最終更新日 2024年5月14日
目次
はじめに
足の臭いは、とても気になるニオイのひとつです。
特に、靴を脱いで上がるときや、電車やエレベーターなどの密閉された空間に入るときは、臭っていないかと気になるものです。
足のニオイをその場で消したい、臭わないようにしたいと思ったことがある方も多いのではないでしょうか。
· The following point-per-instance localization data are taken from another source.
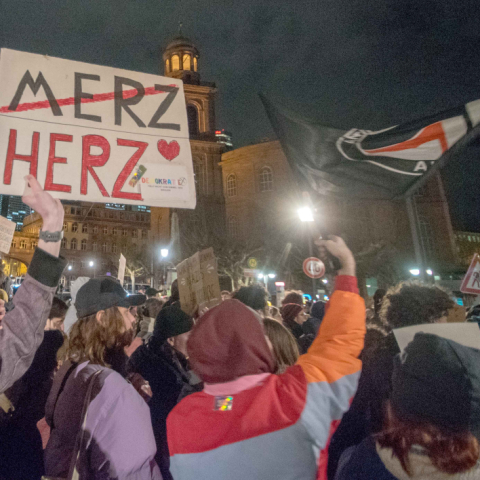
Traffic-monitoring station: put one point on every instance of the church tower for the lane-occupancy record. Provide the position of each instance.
(181, 59)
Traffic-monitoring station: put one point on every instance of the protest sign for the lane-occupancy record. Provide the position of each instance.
(7, 229)
(95, 133)
(198, 283)
(122, 264)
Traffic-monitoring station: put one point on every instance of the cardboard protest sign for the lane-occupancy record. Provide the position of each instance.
(7, 229)
(198, 283)
(467, 334)
(95, 133)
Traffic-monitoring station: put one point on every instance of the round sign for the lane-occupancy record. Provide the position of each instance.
(313, 267)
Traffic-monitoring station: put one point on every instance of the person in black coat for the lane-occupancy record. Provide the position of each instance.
(162, 363)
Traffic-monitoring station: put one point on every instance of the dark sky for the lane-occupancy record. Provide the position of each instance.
(347, 63)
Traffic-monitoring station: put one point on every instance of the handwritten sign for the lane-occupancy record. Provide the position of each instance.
(7, 229)
(198, 283)
(90, 132)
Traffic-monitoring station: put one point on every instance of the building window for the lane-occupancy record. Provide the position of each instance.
(187, 61)
(192, 117)
(232, 185)
(198, 172)
(232, 227)
(266, 179)
(175, 63)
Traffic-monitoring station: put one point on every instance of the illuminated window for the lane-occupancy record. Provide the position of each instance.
(231, 186)
(232, 227)
(192, 117)
(175, 63)
(266, 179)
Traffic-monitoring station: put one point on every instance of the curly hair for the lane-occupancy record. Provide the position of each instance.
(450, 452)
(411, 303)
(92, 340)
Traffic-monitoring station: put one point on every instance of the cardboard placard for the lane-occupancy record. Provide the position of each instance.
(7, 229)
(89, 132)
(198, 283)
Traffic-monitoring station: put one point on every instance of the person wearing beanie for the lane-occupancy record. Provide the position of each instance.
(163, 363)
(431, 424)
(294, 317)
(121, 444)
(248, 422)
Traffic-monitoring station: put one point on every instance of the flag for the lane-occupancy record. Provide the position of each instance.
(389, 163)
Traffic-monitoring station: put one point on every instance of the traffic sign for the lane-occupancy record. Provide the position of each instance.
(252, 262)
(471, 282)
(313, 267)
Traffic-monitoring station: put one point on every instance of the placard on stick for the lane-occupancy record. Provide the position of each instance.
(198, 283)
(95, 133)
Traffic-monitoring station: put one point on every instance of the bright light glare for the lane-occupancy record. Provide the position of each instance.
(305, 214)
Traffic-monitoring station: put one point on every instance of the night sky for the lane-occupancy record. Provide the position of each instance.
(346, 63)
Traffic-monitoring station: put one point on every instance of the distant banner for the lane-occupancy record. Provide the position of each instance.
(93, 133)
(387, 163)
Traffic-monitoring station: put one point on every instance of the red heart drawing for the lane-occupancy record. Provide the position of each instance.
(168, 150)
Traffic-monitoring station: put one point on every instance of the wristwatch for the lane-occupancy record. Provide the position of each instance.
(51, 236)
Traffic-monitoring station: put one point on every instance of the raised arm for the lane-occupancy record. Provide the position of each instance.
(23, 326)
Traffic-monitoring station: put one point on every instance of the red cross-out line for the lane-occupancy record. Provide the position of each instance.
(99, 97)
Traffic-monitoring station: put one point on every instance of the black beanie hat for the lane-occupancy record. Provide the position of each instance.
(171, 321)
(438, 381)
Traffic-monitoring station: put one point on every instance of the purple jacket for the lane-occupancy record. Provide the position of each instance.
(119, 437)
(23, 326)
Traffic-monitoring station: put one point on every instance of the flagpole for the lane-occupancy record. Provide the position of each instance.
(417, 247)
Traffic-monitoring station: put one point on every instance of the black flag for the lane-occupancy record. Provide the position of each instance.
(388, 163)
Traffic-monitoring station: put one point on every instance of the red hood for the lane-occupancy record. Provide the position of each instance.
(228, 342)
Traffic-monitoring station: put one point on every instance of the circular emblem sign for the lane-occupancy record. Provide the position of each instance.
(313, 267)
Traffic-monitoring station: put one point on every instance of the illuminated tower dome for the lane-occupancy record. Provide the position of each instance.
(180, 60)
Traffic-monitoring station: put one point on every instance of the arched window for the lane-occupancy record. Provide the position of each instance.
(175, 63)
(198, 171)
(192, 117)
(266, 179)
(187, 61)
(232, 227)
(232, 185)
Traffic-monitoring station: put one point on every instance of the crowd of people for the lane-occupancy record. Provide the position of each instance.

この記事では、足の臭いの原因であるイソ吉草酸が発生する理由とメカニズム、足のニオイを一瞬で消す方法について専門家が解説します。
足で大量発生するイソ吉草酸
どうして足は臭くなってしまうのでしょうか。
足のニオイ対策に着手する前に、倒すべき敵(=足のニオイの原因)を理解しましょう。
足のニオイには、独特の強烈な臭さがあります。
このニオイの主な原因として挙げられるのが、雑菌が生み出す『イソ吉草酸(いそきっそうさん)』です。
2-1.イソ吉草酸は不快感を与えるニオイを持つ物質
足のニオイの原因である『イソ吉草酸』。
別名は『3-メチルブタン酸』です。この名前だけでも、何だかとても臭そうなイメージですよね。
イソ吉草酸(3-メチルブタン酸)は、脂肪酸の一種です。
無色透明の液体ですが、強い酸性で、チーズや蒸れた靴下のようなニオイを持っています。
私たちが「臭い足のニオイ」と聞いてイメージするニオイは、まさにイソ吉草酸が放つニオイそのものなのです。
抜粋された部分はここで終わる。